Kokunun iyi veya kötü niteliklerle ifadesi; insanlık tarihine ve farklı kültürel kronolojilere gömülü manevi ve pratik kaygılar taşır. Tarihin unutulan dönemlerinden bugüne güzel kokular; var oldukları çağ ve coğrafyalardan bağımsız olarak muhtelif erdemler, iyi ruhlar ve tanrılarla ilişkilendirilirken, kötü kokular; hastalıklar, kötü güç ve ruhlar ile ilişkilendirilmişlerdir.
Bugünü yaşadığımız dünyadan çok farklı bir dünyada, farklı kültürlerin en büyük umut ve korkularını bize anlatan kokular ve koku objeleri, şamanlar ve khampaslar vesilesiyle avcı toplayıcı insan gruplarına kılavuzluk etmiş ve şifa olmuş, görünmez güçlerden korunmak için yakarışlara aracılık etmişlerdir.
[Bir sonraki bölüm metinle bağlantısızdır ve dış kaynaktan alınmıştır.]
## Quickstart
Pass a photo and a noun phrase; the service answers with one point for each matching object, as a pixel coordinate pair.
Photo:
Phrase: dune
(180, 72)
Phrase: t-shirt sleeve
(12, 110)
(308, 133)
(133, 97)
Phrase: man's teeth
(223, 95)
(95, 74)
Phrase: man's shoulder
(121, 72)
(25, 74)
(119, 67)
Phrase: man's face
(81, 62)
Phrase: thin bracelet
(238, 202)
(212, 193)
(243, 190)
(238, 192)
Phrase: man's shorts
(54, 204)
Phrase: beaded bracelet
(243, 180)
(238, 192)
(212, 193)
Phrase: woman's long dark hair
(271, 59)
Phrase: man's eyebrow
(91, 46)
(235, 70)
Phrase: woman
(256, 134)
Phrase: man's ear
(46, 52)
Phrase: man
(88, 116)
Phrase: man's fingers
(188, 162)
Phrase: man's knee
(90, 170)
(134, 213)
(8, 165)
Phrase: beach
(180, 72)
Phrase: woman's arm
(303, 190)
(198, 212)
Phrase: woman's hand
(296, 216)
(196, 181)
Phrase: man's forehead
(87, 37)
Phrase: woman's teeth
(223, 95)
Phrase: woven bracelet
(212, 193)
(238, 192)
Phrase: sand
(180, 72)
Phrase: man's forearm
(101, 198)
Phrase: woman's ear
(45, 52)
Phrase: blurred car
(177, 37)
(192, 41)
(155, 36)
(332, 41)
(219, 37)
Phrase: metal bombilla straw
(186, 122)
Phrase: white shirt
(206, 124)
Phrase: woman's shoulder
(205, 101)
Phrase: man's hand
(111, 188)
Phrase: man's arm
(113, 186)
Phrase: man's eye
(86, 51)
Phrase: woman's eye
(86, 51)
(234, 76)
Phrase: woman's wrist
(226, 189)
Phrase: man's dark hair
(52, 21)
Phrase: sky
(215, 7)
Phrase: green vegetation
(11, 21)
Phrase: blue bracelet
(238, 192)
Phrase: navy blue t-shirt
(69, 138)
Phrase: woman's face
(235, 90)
Bu insanlar topladıkları güzel kokulu ağaçları, sakız ve meyveleri ateşlerin üzerine bırakarak duman adaklarını ruhlara sunmuşlar; bu şekilde hem görünmez güçlere hediyeler göndermişler, bu dumanları soluyarak ruhlarla iletişime geçmişler, hem de bir ruh tarafından esir alınan bireylerin bedenlerinden (hastalar, akıl sağlığı bozuk olanlar vb.) ruhlarını çıkartarak, onları iyileştirmiş veya kontrol altında tutmaya çalışmışlardır.
İşte dünyanın bu en karanlık günlerinde, dünya sahnesine çıkan “tütsü” aslında insanoğlunun belli ihtiyaçlarının ruhani bir ifadesi ve pratik bir çözümü olmuştur.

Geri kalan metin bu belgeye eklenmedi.